A presentation at Portland Accessibility and User Experience Meetup by Andrew Hedges

Often relegated to episodic efforts such as late-stage audits and ad hoc projects, digital accessibility is most effective and efficient when it is the organization’s default mode of operation. Making the shift to continuous accessibility leads to better outcomes across the board, including improving the experience of disabled users, mitigating the risk of accessibility-related lawsuits, improving brand reputation, and even creating a positive return on investment (ROI).

In this talk we provide practical strategies for embedding accessibility into daily routines and technical systems, demonstrating how to start small and scale over time.
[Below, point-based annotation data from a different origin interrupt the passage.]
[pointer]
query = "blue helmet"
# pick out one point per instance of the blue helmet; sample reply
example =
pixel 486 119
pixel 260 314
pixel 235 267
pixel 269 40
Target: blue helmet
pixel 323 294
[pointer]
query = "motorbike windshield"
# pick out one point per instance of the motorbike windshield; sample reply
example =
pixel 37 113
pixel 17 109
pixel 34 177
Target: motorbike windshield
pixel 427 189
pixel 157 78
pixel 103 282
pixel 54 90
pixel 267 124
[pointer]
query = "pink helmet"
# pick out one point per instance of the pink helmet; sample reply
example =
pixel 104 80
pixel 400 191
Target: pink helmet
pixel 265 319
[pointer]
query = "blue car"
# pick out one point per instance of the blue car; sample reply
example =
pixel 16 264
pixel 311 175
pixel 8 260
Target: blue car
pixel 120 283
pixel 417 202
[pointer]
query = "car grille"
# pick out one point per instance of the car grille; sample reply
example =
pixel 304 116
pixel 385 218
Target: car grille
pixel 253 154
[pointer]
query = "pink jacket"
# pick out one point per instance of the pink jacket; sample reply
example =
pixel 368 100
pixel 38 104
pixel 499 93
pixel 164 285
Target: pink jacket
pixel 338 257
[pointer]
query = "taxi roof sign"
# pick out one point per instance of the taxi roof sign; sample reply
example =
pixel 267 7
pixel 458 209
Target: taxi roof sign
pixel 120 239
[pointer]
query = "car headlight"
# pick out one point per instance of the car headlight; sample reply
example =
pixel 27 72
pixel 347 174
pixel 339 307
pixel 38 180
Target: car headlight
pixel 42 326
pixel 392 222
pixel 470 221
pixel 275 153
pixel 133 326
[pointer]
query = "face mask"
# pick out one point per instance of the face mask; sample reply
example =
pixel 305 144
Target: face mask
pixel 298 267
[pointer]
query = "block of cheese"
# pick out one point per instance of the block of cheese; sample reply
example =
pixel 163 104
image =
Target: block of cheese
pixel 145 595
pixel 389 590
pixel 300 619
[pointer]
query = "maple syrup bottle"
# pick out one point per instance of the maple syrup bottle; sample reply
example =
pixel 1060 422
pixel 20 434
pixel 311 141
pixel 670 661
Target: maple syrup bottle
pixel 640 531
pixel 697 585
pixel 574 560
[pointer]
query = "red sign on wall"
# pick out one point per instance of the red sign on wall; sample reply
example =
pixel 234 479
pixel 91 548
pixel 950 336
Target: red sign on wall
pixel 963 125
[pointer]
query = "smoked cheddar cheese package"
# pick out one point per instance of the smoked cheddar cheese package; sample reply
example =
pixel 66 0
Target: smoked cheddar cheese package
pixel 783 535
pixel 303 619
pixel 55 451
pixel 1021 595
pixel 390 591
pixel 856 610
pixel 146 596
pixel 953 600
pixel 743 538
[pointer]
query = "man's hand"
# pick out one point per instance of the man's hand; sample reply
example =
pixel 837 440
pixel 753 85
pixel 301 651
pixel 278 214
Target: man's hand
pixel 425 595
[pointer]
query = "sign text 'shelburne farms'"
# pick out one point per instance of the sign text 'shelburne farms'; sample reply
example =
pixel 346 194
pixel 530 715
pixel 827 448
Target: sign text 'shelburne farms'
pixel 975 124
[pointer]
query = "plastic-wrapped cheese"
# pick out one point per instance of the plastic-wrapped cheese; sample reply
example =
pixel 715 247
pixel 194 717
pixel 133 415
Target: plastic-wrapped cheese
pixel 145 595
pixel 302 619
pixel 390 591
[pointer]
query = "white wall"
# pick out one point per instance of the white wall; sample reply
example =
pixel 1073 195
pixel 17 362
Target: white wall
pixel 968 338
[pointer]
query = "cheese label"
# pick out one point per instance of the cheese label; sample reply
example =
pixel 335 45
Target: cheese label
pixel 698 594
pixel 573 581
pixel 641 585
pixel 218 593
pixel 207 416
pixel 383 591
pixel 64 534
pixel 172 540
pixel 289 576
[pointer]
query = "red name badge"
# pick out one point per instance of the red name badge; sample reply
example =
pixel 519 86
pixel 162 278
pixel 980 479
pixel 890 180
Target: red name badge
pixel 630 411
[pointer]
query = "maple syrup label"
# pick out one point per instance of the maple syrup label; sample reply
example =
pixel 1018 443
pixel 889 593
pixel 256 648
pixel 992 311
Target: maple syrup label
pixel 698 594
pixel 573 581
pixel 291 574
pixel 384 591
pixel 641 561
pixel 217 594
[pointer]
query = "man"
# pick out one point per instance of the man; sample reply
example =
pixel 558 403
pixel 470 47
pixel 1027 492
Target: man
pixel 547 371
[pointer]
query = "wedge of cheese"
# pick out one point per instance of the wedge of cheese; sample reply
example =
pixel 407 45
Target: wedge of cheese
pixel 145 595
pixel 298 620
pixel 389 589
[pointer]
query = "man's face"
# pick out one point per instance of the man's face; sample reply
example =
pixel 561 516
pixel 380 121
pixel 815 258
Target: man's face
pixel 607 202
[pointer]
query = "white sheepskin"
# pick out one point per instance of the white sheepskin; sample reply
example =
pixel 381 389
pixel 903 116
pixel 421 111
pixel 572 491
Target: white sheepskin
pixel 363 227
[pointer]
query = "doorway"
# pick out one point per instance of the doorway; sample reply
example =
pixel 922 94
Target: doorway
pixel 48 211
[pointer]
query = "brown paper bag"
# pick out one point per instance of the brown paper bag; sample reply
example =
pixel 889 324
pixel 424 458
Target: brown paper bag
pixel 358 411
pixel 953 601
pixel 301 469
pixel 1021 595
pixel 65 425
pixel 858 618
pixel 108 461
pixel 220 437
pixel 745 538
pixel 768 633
Key topics include:

  • Establishing a repeatable accessibility routine and improving it over time.
  • The importance of data and metrics, such as bug counts and time-to-resolution (TTR), to establish a baseline and measure progress.
  • Rallying cross-functional allies to drive change (yes, even without C-suite mandates).
  • Creating a unified system where human workflows and technical tools work in concert.

A real world case study illustrates how the strategic application of automated regression testing and clear bug prioritization led to a profound cultural shift where accessibility is treated like any other product quality concern. Attendees will leave with actionable ideas for initiating and sustaining cultural change, making the case for accessibility as a core business principle.

About the Presenters

Devon Persing is your neighbor to the north in Seattle, WA. Before joining “big” tech as an accessibility specialist around 2012, she worked in “small” tech as a UI designer, front-end web developer, and usability advocate in libraries, higher education, and local government. She has an MS in Information and is disabled, chronically ill, and neurodivergent, and as a result her approach to digital accessibility centers information literacy, organization dynamics, and disability justice. Her current focus as a solo consultant is on helping people do accessibility work that is more holistic, inclusive, cooperative, and sustainable. She wrote a book called The Accessibility Operations Guidebook with that goal in mind.

Portlander by birth and by choice, Andrew Hedges is COO for Assistiv Labs, an accessibility tooling company based in the PNW. His 28-year career as a web developer and engineering leader has taken him to companies from Apple to Zapier. As a longtime advocate for improving the usability of websites for people with disabilities, Andrew would love nothing more than for accessibility to become the default so we can finally realize the original promise of the web to democratize access to information for everyone.